Load balancing with nginx adds a very neat feature: If nginx detects that a process is no longer responding, it marks it as failed for a certain timeout (depending on your configuration). I believe it’s around 15 seconds by default. This adds the ability for us to take processes down individually and allow upgrades. So go ahead and fix your code locally, push it to git, and do the following. And by do the following I mean write a script to do this for you:
- Go to the apps code base, and pull the latest version you want to deploy.
- Perform an AB test during this. Watch what happens.
If you did the ab test correctly, you will notice that all requests were served, with zero downtime, and your code was updated! That’s an extra added benefit of load balancing. As long as one process is alive, your requests should be fulfilled.

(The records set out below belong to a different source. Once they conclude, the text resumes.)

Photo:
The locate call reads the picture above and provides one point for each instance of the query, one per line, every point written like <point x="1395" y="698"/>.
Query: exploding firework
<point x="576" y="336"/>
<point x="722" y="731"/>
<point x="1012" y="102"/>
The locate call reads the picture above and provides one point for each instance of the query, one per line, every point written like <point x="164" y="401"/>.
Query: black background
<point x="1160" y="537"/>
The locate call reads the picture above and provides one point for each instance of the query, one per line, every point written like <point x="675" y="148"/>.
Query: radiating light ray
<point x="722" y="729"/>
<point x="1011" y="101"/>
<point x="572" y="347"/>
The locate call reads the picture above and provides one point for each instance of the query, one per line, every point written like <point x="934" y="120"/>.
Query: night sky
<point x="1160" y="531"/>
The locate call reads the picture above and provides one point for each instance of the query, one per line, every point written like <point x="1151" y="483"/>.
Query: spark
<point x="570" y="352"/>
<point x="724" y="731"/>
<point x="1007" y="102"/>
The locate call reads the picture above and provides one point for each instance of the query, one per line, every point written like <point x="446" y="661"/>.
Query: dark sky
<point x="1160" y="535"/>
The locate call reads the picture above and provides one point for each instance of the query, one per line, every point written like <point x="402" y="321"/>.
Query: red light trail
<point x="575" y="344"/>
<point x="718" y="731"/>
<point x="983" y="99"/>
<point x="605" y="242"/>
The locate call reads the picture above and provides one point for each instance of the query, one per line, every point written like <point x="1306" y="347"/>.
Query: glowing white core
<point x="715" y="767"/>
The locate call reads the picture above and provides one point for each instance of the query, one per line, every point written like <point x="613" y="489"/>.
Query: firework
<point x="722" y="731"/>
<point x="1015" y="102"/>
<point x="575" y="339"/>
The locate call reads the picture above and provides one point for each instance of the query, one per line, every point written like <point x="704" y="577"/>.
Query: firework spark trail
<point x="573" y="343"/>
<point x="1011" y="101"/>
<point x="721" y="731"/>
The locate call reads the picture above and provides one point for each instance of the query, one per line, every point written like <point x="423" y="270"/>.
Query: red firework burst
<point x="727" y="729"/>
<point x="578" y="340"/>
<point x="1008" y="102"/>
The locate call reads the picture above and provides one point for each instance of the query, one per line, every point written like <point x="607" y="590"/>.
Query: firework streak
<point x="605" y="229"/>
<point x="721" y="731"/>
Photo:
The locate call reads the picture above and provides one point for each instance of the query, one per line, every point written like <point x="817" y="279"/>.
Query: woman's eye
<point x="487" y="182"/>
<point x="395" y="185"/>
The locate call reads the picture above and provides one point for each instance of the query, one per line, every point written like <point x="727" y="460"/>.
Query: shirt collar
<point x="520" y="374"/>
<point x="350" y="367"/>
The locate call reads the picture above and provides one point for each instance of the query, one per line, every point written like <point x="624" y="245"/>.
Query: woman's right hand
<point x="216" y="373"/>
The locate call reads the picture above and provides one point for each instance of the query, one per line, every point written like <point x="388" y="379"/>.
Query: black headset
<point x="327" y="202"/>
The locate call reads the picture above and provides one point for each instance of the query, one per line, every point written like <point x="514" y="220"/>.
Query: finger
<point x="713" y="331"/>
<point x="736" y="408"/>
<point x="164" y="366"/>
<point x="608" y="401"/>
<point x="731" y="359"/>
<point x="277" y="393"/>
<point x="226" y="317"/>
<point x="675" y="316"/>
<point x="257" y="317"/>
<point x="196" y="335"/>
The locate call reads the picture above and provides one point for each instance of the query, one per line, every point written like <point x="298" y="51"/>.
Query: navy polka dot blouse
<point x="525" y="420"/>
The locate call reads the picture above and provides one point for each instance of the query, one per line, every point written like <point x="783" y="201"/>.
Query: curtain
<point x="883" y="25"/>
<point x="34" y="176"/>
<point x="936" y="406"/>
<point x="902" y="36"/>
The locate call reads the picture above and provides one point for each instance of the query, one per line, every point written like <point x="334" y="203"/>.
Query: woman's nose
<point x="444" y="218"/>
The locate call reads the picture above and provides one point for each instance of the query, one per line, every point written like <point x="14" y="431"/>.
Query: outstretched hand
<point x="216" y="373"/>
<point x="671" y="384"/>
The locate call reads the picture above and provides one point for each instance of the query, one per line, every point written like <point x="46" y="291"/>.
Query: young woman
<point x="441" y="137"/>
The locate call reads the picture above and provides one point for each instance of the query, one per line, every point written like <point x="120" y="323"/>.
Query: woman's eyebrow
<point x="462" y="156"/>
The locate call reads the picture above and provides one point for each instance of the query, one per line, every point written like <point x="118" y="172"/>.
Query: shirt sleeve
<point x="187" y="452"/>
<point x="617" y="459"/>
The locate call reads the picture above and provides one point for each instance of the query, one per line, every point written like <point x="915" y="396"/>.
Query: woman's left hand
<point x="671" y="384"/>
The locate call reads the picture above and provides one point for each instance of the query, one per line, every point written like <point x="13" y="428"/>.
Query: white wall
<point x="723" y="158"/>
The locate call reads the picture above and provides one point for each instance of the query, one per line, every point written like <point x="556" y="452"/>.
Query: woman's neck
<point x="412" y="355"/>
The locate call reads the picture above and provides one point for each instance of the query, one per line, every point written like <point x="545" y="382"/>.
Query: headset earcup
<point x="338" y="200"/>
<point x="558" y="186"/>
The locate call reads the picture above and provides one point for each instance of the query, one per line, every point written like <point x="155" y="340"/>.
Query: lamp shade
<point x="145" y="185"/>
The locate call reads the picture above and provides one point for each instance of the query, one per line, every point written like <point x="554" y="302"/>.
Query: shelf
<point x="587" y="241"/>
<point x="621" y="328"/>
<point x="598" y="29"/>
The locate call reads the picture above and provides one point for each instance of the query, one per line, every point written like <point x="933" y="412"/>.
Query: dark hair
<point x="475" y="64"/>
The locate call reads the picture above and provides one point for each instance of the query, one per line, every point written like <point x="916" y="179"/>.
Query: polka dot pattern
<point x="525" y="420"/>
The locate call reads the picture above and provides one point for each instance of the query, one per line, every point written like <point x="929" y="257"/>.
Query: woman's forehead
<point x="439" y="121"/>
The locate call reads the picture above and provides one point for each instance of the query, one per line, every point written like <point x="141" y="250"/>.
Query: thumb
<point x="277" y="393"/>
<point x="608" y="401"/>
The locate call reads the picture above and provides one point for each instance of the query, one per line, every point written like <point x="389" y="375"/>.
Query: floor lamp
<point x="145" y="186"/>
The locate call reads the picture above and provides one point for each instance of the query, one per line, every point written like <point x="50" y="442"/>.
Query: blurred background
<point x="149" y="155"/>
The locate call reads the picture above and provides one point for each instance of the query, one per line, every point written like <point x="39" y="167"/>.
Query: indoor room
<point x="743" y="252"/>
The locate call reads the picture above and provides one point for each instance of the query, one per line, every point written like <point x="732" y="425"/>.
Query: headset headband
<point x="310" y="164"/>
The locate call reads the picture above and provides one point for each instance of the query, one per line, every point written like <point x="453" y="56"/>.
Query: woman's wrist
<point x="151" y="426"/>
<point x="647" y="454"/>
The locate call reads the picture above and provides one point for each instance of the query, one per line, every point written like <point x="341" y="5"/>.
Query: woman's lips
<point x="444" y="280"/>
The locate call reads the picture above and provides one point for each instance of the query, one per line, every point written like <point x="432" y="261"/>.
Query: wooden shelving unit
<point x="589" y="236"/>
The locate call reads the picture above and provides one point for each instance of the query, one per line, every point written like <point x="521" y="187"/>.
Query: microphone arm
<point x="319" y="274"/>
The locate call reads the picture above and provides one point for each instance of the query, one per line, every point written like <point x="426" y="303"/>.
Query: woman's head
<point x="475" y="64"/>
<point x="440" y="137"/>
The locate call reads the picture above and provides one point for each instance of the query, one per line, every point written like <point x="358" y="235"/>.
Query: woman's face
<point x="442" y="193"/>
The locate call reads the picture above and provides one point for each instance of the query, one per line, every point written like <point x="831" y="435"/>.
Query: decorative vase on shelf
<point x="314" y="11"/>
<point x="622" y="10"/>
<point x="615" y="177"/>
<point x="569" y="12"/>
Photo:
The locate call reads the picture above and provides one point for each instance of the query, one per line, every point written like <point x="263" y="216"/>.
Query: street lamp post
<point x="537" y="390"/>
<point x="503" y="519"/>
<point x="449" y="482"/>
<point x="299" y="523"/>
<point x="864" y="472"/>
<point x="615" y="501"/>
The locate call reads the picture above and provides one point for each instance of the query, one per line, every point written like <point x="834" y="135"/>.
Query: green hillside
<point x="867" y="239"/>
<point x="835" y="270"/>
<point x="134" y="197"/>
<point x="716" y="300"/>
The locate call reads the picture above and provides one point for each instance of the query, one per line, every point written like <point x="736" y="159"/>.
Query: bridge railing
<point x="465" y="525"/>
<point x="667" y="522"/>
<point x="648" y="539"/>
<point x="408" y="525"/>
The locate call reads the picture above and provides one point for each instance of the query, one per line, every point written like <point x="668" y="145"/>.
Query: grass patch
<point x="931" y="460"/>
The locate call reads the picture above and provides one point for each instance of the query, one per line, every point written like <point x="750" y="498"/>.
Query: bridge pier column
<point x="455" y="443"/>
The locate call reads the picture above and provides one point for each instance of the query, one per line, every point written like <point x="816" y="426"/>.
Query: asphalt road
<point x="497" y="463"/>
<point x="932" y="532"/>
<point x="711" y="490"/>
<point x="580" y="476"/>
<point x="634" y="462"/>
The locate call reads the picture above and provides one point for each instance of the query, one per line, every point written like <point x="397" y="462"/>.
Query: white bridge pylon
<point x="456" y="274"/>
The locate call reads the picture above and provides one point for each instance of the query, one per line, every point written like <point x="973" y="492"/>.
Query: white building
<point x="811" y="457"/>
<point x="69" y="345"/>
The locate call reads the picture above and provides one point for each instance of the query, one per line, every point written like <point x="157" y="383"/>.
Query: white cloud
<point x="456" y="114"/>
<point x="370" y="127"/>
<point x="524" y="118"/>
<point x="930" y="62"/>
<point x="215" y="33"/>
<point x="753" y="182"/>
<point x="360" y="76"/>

- Performing an AB test during this is a good way to prove that you are having zero downtime. You don’t have to crank the settings up too high. Ensure that your requests are succeeded and you’re not receiving non-200 responses. I wouldn’t do this for live code pushes to production, just as testing the concept.
Holy crap I wrote a blog! I hope you’ve enjoyed it. If you have any notes or see an errors, please email me at email@example.com.
Thanks so much for reading! I plan on writing about some other topics, some lengthy, some short. If you want me to talk about something, send me an email and if I’m familiar with the topic I’ll give it a go.
- *I don’t care about DBs so please never ask me which I prefer
- **There are ways to do it as a regular user… but I wouldn’t.
- Thanks to /u/nschubach for pointing out a mistake, ports 1–1023 are privileged, not 1–1000.